The prohibition of discrimination is legally anchored in various regulations (at international level, e.g. in the Universal Declaration of Human Rights, in European law, e.g. in the EU Treaty, at the national level, e.g. in the Basic Law and the General Equal Treatment Act, and at the level of state law, e.g. in the Constitution of the Free State of Bavaria). Nevertheless, in our society, individuals or entire groups are disadvantaged and excluded because they are unjustifiably attributed certain affiliations and characteristics.
Fugitives are discriminated against in many aspects by the asylum policy framework and experience discrimination and restrictions in their rights at various levels.
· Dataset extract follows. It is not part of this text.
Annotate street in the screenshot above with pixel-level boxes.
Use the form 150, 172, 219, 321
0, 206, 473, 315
ANKER centres exacerbate these grievances. The UN Committee against Torture criticises the ANKER centres for their geographical and spatial remoteness and poor access to medical assistance.
This structural discrimination has direct consequences for the residents: For example, they can only participate in society to a limited extent, are often denied the possibility of independent counselling and access to medical care is often much more problematic than with other groups in our society. Article 3 (1) of the Basic Law (Grundgesetz, GG) stipulates that all people are equal before the law. In legal terms, this means that unequal treatment by the state must be reduced to an “objectively necessary level”. Although the restriction here can be traced back to the asylum-law norms, it nevertheless constitutes a serious discriminatory practice which makes life considerably more difficult for the residents of the ANKER centres and which makes them more socially disadvantaged and isolated.